To say any more would spoil the story, as quite a bit of the enjoyment involves the viewer knowing as little as possible before diving in. All I can say is, even though the movie is primarily a kind of rom-com, it also delves into sci-fi territory.

The One I Love is a clever movie about love and marriage, with scene stealing performances from both Moss and Duplass.


10. Blue Jay (2016)

Blue Jay
Blue Jay

Director: Alexandre Lehmann

Sarah Paulson plays Amanda, a married mother of two, who bumps into her high school sweetheart Jim (Mark Duplass).

They spend the day talking, sharing memories about the good old days, their struggles and current lives. What makes Blue Jay such an engaging watch is the undeniable spark and chemistry between Paulson and Duplass.
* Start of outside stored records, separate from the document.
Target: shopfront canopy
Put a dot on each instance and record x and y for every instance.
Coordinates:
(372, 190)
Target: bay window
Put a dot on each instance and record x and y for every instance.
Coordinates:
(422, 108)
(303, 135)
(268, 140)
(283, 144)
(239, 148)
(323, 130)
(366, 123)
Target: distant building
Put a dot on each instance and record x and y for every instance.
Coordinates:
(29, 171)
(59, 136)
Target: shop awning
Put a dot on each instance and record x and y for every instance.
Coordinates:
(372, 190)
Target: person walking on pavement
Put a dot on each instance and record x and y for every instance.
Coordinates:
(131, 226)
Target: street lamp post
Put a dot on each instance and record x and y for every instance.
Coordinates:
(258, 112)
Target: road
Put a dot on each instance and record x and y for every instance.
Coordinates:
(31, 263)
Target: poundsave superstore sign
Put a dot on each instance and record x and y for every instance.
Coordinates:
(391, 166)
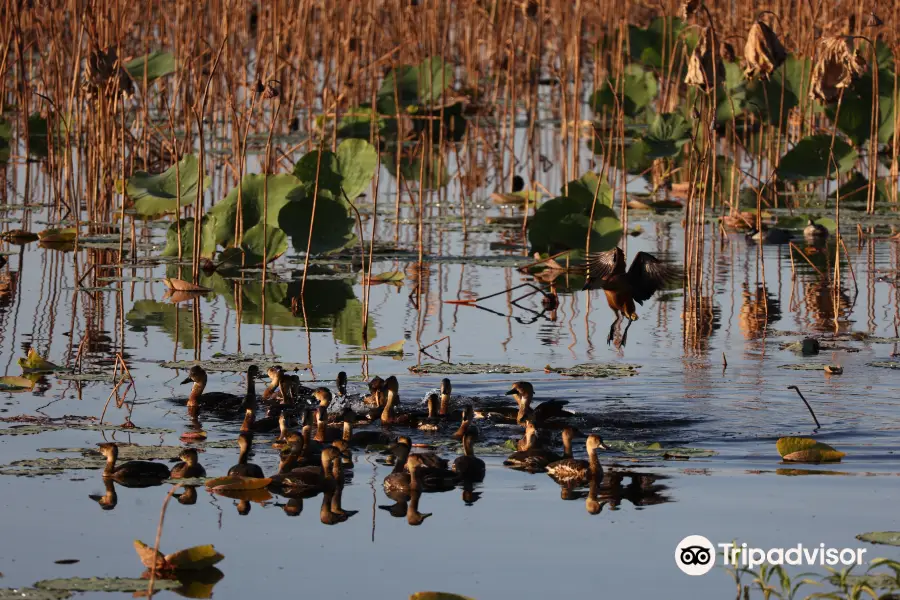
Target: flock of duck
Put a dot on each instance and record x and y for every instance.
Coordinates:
(316, 445)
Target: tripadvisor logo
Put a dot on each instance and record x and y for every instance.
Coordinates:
(696, 555)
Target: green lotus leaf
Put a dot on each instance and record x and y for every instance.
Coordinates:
(810, 158)
(155, 195)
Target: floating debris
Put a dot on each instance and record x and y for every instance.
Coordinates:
(598, 371)
(466, 369)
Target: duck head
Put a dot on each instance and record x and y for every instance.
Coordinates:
(197, 375)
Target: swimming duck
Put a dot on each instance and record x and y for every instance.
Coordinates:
(361, 439)
(319, 476)
(646, 275)
(389, 414)
(218, 400)
(466, 426)
(376, 397)
(428, 479)
(468, 466)
(430, 459)
(527, 440)
(534, 458)
(133, 469)
(572, 471)
(432, 421)
(276, 375)
(325, 433)
(815, 231)
(243, 468)
(523, 392)
(267, 424)
(189, 465)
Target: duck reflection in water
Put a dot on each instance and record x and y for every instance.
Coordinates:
(642, 489)
(109, 499)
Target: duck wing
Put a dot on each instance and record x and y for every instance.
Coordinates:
(647, 274)
(601, 266)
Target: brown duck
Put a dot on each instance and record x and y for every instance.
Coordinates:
(646, 275)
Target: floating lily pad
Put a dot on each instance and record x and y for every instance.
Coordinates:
(595, 370)
(195, 558)
(92, 376)
(884, 364)
(666, 135)
(262, 199)
(235, 363)
(639, 88)
(656, 449)
(29, 429)
(208, 226)
(35, 363)
(811, 158)
(64, 235)
(156, 195)
(563, 222)
(13, 383)
(465, 368)
(437, 596)
(876, 581)
(104, 584)
(233, 483)
(796, 449)
(394, 349)
(33, 594)
(126, 452)
(889, 538)
(260, 242)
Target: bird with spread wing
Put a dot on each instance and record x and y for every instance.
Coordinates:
(647, 275)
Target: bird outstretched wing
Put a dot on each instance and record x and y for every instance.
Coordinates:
(647, 274)
(601, 265)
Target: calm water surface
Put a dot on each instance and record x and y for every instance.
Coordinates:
(519, 536)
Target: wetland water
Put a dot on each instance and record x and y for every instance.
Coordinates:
(516, 533)
(432, 112)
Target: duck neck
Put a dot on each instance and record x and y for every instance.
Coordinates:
(196, 393)
(463, 428)
(250, 397)
(387, 415)
(524, 407)
(249, 419)
(401, 457)
(567, 446)
(110, 467)
(594, 462)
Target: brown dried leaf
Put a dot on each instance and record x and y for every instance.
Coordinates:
(705, 64)
(149, 557)
(837, 67)
(195, 558)
(763, 52)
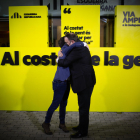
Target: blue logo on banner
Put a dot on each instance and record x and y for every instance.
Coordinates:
(130, 19)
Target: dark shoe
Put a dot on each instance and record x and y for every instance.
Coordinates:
(46, 127)
(64, 128)
(78, 135)
(76, 128)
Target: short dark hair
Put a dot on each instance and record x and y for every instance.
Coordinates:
(72, 36)
(61, 42)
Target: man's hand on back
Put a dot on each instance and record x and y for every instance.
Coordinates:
(60, 54)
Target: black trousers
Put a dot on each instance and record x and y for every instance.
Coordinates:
(84, 106)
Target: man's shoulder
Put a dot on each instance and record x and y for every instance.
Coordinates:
(65, 46)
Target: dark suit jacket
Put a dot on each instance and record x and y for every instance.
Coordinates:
(81, 69)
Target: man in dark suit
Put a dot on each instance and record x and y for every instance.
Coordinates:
(82, 81)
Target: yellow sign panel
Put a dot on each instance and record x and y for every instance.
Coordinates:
(27, 75)
(28, 26)
(127, 26)
(83, 21)
(28, 86)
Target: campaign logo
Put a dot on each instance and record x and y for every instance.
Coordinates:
(16, 15)
(130, 19)
(31, 15)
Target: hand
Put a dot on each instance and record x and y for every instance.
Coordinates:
(60, 54)
(87, 47)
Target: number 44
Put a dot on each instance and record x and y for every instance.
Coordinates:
(67, 10)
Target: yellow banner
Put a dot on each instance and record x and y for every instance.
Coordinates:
(82, 20)
(27, 75)
(28, 26)
(127, 26)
This is also the second movie starring Duplass on this list, which is purely coincidental, but also proof that Duplass is a leading rom-com man the world should know more about.

The movie is mainly just conversations between the pair, so if you enjoyed movies like the Before Sunrise trilogy, then you’ll surely enjoy Blue Jay as well.


11. Loving (2016)


Director: Jeff Nichols

Richard and Mildred are like any other couple living in Virginia. Richard’s (Joel Edgerton) a builder who spends his free time working on cars, and absolutely adores his girlfriend Mildred (Ruth Negga). They spend their time attending drag races and parties, and have dinner with their families. Things take a turn when Richard and Mildred get married, due to a miscegenation law that existed in Virginia at the time. They would spend the next 9 years of their life fighting for their love and their right to be married to each other.
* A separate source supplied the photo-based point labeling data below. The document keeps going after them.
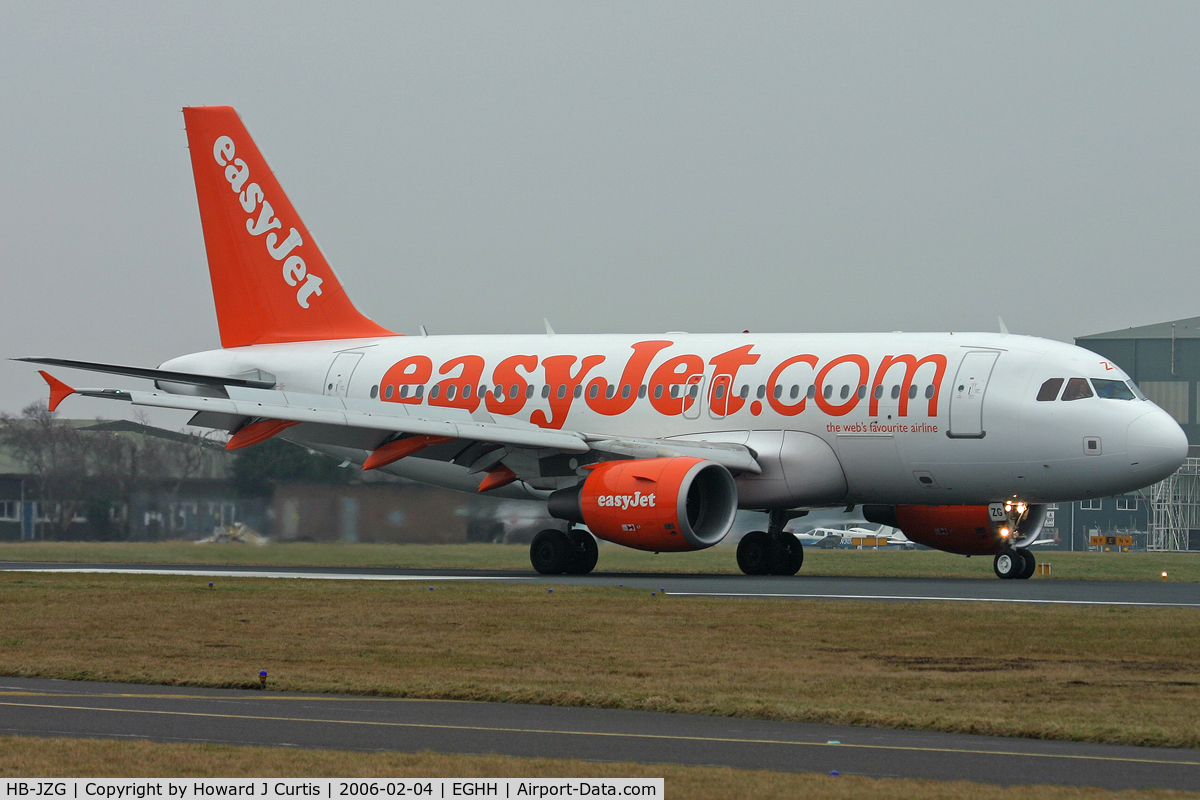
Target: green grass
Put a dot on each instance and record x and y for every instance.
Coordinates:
(916, 564)
(1059, 672)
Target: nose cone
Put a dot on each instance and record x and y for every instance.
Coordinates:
(1157, 445)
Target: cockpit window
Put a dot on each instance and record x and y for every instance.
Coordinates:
(1077, 389)
(1049, 390)
(1111, 389)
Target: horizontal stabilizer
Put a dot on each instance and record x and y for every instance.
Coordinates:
(154, 374)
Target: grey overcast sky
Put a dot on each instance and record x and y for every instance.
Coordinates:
(615, 167)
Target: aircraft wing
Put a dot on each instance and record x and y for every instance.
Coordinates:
(367, 425)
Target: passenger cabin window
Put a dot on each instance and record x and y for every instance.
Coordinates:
(1111, 389)
(1049, 390)
(1077, 389)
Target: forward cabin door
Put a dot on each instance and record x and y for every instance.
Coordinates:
(337, 380)
(966, 394)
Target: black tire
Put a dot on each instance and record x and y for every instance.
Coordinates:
(1008, 564)
(789, 554)
(756, 553)
(1029, 567)
(583, 552)
(550, 552)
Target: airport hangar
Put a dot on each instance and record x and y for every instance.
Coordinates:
(1164, 361)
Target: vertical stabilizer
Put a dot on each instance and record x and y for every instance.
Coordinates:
(270, 282)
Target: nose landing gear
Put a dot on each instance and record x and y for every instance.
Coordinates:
(1014, 564)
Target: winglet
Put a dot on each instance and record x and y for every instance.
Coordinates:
(59, 390)
(255, 432)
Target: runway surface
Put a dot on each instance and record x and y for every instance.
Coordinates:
(1045, 591)
(54, 708)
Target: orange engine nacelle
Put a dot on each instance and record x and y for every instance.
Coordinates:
(653, 504)
(966, 530)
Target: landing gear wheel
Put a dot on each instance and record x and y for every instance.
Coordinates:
(1008, 564)
(551, 552)
(789, 554)
(1030, 565)
(755, 553)
(583, 552)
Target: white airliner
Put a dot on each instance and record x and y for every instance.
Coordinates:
(651, 441)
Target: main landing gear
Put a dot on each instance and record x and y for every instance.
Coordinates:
(772, 551)
(556, 552)
(1015, 565)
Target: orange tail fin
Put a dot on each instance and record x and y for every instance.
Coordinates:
(270, 281)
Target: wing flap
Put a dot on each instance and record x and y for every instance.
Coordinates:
(323, 410)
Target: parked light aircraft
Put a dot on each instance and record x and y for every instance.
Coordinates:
(649, 441)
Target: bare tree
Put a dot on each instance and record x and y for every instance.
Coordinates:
(57, 456)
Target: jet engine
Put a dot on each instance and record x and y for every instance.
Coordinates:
(653, 504)
(966, 530)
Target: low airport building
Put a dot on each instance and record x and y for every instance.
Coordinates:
(1164, 361)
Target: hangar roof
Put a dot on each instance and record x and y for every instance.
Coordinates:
(1185, 329)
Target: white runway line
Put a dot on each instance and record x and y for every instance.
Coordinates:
(239, 573)
(972, 600)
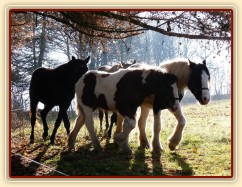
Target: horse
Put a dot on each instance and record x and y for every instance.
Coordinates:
(195, 77)
(111, 69)
(108, 91)
(54, 87)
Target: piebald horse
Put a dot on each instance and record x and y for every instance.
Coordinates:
(108, 91)
(111, 69)
(190, 75)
Their civil rights case, Loving v. Virginia, went all the way to the Supreme Court. For the couple, it was never about making waves or history, they just wanted to love each other, but sometimes, that alone is powerful to change things we know it. Bolstered by powerful performances from Edgerton and Negga, it’s an inspiring tale about love and the lengths we would go to for it.
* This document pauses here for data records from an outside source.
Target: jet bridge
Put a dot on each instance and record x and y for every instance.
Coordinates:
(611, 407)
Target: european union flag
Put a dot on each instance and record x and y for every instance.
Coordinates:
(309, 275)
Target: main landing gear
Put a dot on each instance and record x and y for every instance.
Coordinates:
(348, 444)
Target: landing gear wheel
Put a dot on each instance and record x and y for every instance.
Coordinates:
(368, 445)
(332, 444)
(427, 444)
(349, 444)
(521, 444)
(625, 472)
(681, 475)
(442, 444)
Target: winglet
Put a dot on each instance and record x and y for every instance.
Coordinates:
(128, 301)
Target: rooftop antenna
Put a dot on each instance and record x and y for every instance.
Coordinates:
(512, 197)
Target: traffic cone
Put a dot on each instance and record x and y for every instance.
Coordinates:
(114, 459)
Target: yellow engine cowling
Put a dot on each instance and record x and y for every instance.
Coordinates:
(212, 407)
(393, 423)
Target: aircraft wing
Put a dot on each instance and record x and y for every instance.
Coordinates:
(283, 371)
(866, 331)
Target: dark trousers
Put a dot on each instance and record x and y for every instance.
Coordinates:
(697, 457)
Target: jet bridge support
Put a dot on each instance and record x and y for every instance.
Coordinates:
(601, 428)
12. God’s Own Country (2017)

God's Own Country
God’s Own Country

Director: Francis Lee

Set in the bleak, impassive landscape of Yorkshire, the movie follows Johnny (Josh O’Connor), who’s resigned himself to a dreary existence on his family’s farm. It’s not a coming out narrative, or the doomed romance that Brokeback Mountain was. Johnny’s not in denial about his sexuality, and his family also knows he’s queer status. The struggle is mostly internal for Johnny, who finds it difficult to embrace who he is considering the brand of masculinity he was raised on.

This changes when he meets Gheorghe (Alec Secareanu), an immigrant who comes to work on the farm. O’Connor and Secareanu do such an incredible job with their characters, and together, they build a romance filled with a poignant yearning. The most beautiful moments in the film exist in the lingering stares and the touches of affection between the two.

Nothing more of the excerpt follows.